Back in 1840 in Kyoto, a young woman welcomed her boyfriend into her home, and offered him a trinket to pledge her love to him: an erotic ivory carving. He knew what that meant, and soon they were disrobing and caressing one another, the trouble with that being the woman's husband could see their canoodling silhouettes against the paper panels outside. He wasn't best pleased, and drew his sword, smashing his way into his house and slicing up the lover in a rage, even going as far as chopping his head off. Then he slaughtered his aghast wife and committed hara-kiri. The house itself remains to this day, and it has been rented by an American family, completely unaware...
After making this film, director Kevin Connor promptly turned to television and helmed about a billion TV movies and series episodes, which should give you some idea of how successful The House Where Evil Dwells was at the world's cinemas. Essentially, it was The Amityville Horror in Japan as the guileless Americans - Edward Albert and Susan George, plus daughter, as the Fletchers - barge their way through a possibly unknowable Eastern culture and proceed to be possessed of the evil spirits that dwell within. The ghosts were the residual presences of the three characters who died violently in the first five minutes, and they were dead set on revenge. Or something like it.

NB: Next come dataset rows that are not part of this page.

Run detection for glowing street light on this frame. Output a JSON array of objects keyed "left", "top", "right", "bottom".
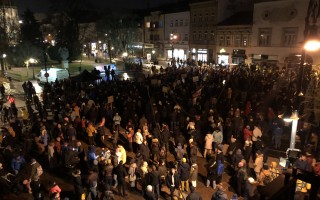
[
  {"left": 29, "top": 58, "right": 37, "bottom": 79},
  {"left": 170, "top": 33, "right": 178, "bottom": 59},
  {"left": 122, "top": 52, "right": 128, "bottom": 57},
  {"left": 304, "top": 40, "right": 320, "bottom": 51}
]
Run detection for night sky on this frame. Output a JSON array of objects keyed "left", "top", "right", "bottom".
[{"left": 13, "top": 0, "right": 176, "bottom": 13}]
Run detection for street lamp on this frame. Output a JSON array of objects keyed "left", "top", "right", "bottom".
[
  {"left": 296, "top": 0, "right": 320, "bottom": 104},
  {"left": 29, "top": 58, "right": 36, "bottom": 79}
]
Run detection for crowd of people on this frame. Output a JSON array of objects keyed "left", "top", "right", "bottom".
[{"left": 0, "top": 60, "right": 320, "bottom": 200}]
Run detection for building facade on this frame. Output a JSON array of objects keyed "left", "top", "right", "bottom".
[
  {"left": 189, "top": 0, "right": 217, "bottom": 62},
  {"left": 143, "top": 11, "right": 165, "bottom": 59},
  {"left": 0, "top": 0, "right": 20, "bottom": 46},
  {"left": 164, "top": 11, "right": 190, "bottom": 60},
  {"left": 215, "top": 11, "right": 252, "bottom": 65},
  {"left": 247, "top": 0, "right": 312, "bottom": 67}
]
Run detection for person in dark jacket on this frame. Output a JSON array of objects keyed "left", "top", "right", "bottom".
[
  {"left": 144, "top": 185, "right": 157, "bottom": 200},
  {"left": 211, "top": 184, "right": 228, "bottom": 200},
  {"left": 206, "top": 157, "right": 217, "bottom": 189},
  {"left": 139, "top": 140, "right": 150, "bottom": 161},
  {"left": 115, "top": 160, "right": 127, "bottom": 196},
  {"left": 103, "top": 159, "right": 113, "bottom": 190},
  {"left": 187, "top": 185, "right": 202, "bottom": 200},
  {"left": 72, "top": 169, "right": 83, "bottom": 199},
  {"left": 166, "top": 167, "right": 180, "bottom": 200},
  {"left": 147, "top": 165, "right": 160, "bottom": 199},
  {"left": 189, "top": 142, "right": 198, "bottom": 163},
  {"left": 178, "top": 158, "right": 190, "bottom": 192}
]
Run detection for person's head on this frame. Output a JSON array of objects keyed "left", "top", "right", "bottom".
[
  {"left": 256, "top": 150, "right": 261, "bottom": 156},
  {"left": 190, "top": 185, "right": 196, "bottom": 192},
  {"left": 146, "top": 185, "right": 152, "bottom": 192},
  {"left": 270, "top": 161, "right": 278, "bottom": 168},
  {"left": 248, "top": 177, "right": 255, "bottom": 184}
]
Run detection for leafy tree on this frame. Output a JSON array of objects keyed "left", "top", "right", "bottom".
[
  {"left": 51, "top": 0, "right": 96, "bottom": 61},
  {"left": 20, "top": 9, "right": 43, "bottom": 46}
]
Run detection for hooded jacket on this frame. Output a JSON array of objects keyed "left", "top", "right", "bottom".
[
  {"left": 178, "top": 163, "right": 190, "bottom": 181},
  {"left": 189, "top": 163, "right": 198, "bottom": 181}
]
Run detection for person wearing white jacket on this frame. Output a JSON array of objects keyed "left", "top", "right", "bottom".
[
  {"left": 134, "top": 129, "right": 143, "bottom": 152},
  {"left": 203, "top": 132, "right": 214, "bottom": 158}
]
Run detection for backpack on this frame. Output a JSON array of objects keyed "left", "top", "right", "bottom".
[
  {"left": 36, "top": 164, "right": 43, "bottom": 177},
  {"left": 263, "top": 173, "right": 271, "bottom": 185},
  {"left": 217, "top": 160, "right": 224, "bottom": 176}
]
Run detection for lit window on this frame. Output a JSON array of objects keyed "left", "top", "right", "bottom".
[
  {"left": 258, "top": 28, "right": 272, "bottom": 46},
  {"left": 219, "top": 35, "right": 224, "bottom": 46},
  {"left": 282, "top": 28, "right": 298, "bottom": 46}
]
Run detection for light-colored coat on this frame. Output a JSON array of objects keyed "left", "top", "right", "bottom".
[
  {"left": 204, "top": 133, "right": 214, "bottom": 149},
  {"left": 254, "top": 154, "right": 263, "bottom": 173}
]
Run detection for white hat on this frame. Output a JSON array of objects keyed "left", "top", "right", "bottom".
[
  {"left": 248, "top": 177, "right": 255, "bottom": 184},
  {"left": 147, "top": 185, "right": 152, "bottom": 192}
]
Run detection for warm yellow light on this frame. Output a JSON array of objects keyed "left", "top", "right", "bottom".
[
  {"left": 29, "top": 58, "right": 36, "bottom": 63},
  {"left": 304, "top": 40, "right": 320, "bottom": 51}
]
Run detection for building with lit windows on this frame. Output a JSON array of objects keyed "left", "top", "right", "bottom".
[
  {"left": 190, "top": 0, "right": 253, "bottom": 64},
  {"left": 190, "top": 1, "right": 217, "bottom": 62},
  {"left": 247, "top": 0, "right": 314, "bottom": 67},
  {"left": 0, "top": 0, "right": 20, "bottom": 46},
  {"left": 143, "top": 11, "right": 165, "bottom": 57},
  {"left": 216, "top": 11, "right": 252, "bottom": 65},
  {"left": 164, "top": 11, "right": 190, "bottom": 60}
]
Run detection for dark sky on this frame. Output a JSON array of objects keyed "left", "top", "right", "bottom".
[{"left": 12, "top": 0, "right": 176, "bottom": 13}]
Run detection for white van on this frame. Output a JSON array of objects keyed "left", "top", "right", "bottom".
[{"left": 37, "top": 68, "right": 69, "bottom": 83}]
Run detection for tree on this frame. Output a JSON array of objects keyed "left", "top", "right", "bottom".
[
  {"left": 20, "top": 9, "right": 43, "bottom": 46},
  {"left": 51, "top": 0, "right": 97, "bottom": 61},
  {"left": 9, "top": 9, "right": 44, "bottom": 66}
]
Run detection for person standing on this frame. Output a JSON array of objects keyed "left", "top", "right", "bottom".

Actually, it may not have been revenge the spooks were after, since they spent most of their time observing in see-through apparition form, occasionally making mischief by knocking objects from tables and shelves. Absolutely terrifying, right? Well, not exactly, and Connor's unhurried pace tended to work against any suspense, though it was not all completely tedious, since there were parts that proved entertaining, though maybe not for the reasons intended by the filmmakers. To Connor's credit, the version released was not his director's cut, it was a pared down adaptation of British writer James Hardiman's horror novel, so something vital may have been lost in the edit.

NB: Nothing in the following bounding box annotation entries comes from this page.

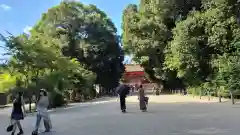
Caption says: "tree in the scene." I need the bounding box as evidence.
[122,0,201,90]
[33,2,124,89]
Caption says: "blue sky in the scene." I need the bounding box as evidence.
[0,0,139,62]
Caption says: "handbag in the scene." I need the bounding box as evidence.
[6,120,13,132]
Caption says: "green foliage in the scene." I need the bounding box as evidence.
[33,2,124,88]
[122,0,240,95]
[0,2,124,107]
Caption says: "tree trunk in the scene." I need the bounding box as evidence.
[230,92,235,105]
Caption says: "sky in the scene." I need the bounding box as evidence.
[0,0,139,62]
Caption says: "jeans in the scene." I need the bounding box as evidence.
[12,120,22,133]
[120,96,126,111]
[34,114,51,132]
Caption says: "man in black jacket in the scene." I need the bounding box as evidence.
[117,84,130,113]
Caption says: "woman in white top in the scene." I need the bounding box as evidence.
[32,89,51,135]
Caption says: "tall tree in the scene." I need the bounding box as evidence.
[33,2,124,88]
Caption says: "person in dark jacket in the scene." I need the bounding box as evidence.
[117,84,130,113]
[11,92,25,135]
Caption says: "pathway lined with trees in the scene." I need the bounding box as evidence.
[122,0,240,103]
[0,96,240,135]
[0,2,124,107]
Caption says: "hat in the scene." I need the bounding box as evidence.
[40,88,47,92]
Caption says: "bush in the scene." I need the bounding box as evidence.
[50,92,65,108]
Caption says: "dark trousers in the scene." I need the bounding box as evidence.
[120,96,126,110]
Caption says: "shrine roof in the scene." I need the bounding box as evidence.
[125,64,144,72]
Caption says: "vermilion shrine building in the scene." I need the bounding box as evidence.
[123,64,152,87]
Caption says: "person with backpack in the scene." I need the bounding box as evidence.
[117,84,130,113]
[10,92,26,135]
[138,85,148,112]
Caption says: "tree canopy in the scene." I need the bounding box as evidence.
[122,0,240,97]
[0,1,124,106]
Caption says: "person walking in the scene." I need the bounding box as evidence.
[11,92,26,135]
[32,89,52,135]
[117,84,130,113]
[138,85,148,112]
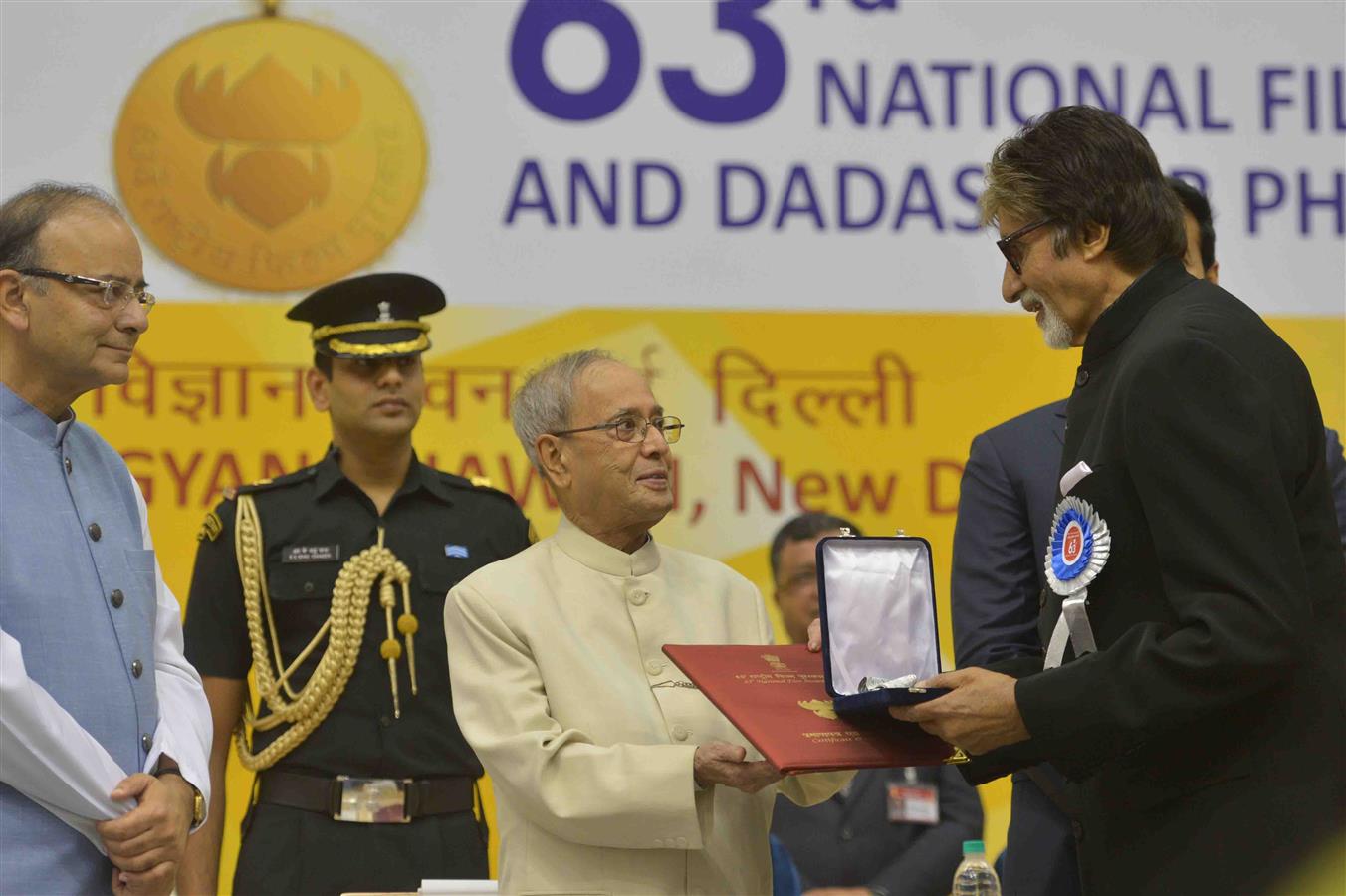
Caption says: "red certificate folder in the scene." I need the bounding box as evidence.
[664,644,964,775]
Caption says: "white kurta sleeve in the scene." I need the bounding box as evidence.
[444,585,711,849]
[0,631,134,851]
[753,588,855,805]
[132,471,213,805]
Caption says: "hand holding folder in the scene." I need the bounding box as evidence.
[664,644,961,775]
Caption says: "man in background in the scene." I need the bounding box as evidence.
[182,273,528,893]
[444,351,849,895]
[770,513,982,896]
[0,183,210,896]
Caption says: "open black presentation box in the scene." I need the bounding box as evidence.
[817,534,949,716]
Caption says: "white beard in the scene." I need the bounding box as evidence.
[1018,288,1075,349]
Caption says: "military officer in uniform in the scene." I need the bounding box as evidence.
[179,273,529,893]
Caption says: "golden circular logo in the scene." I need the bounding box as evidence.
[114,18,427,290]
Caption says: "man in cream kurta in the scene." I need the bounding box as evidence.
[444,352,846,895]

Mind you, seeing what the producers chose to keep, you may have your doubts about that. Connor had made some adventure films with Doug McClure in the nineteen-seventies, staples of holiday television for a generation or two, so naturally Doug showed up here, playing an American diplomat who helps his old pals the Fletchers settle in. Fair enough, but he was coaxed into acting out some decidedly out of character scenes, most notably when the female ghost invades Mrs Fletcher and tries to re-enact the love triangle that got her into so much trouble, which could only mean one thing: sex symbol Susan George and definitely not sex symbol Doug McClure getting it on. They even shared a nude scene, which was fine for her fans, but somewhat distracting when Doug's bottom hoved into view.
Earlier, those dastardly re-cutting producers made sure we saw a whole lot more of Susan as she and Albert "Christened" their new abode with a love scene that seemed to last about five minutes of screen time, suggesting every last scrap of sexytime footage had been brought into play. If you could tear your mind away from these images, there was more fun to be had in the shape of crabs. No, not like that, when the parents are out, their daughter and the babysitter were menaced by a mass of the little horrors, plus some two-foot-wide ones which were patently rubber, mechanical creations - and they rhubarbed away in angry Japanese. Obviously, not many Westerners would be aware of what the crustaceans were saying, nor why the film had abruptly turned into a Guy N. Smith paperback adaptation, but if you thought that was funny, get a load of the finale where the possession-happy trio indulged in karate moves and led to a would-be grim conclusion guaranteed to have you burst out laughing. A mixed bag, then, not good, but not without entertainment. Music by Ken Thorne.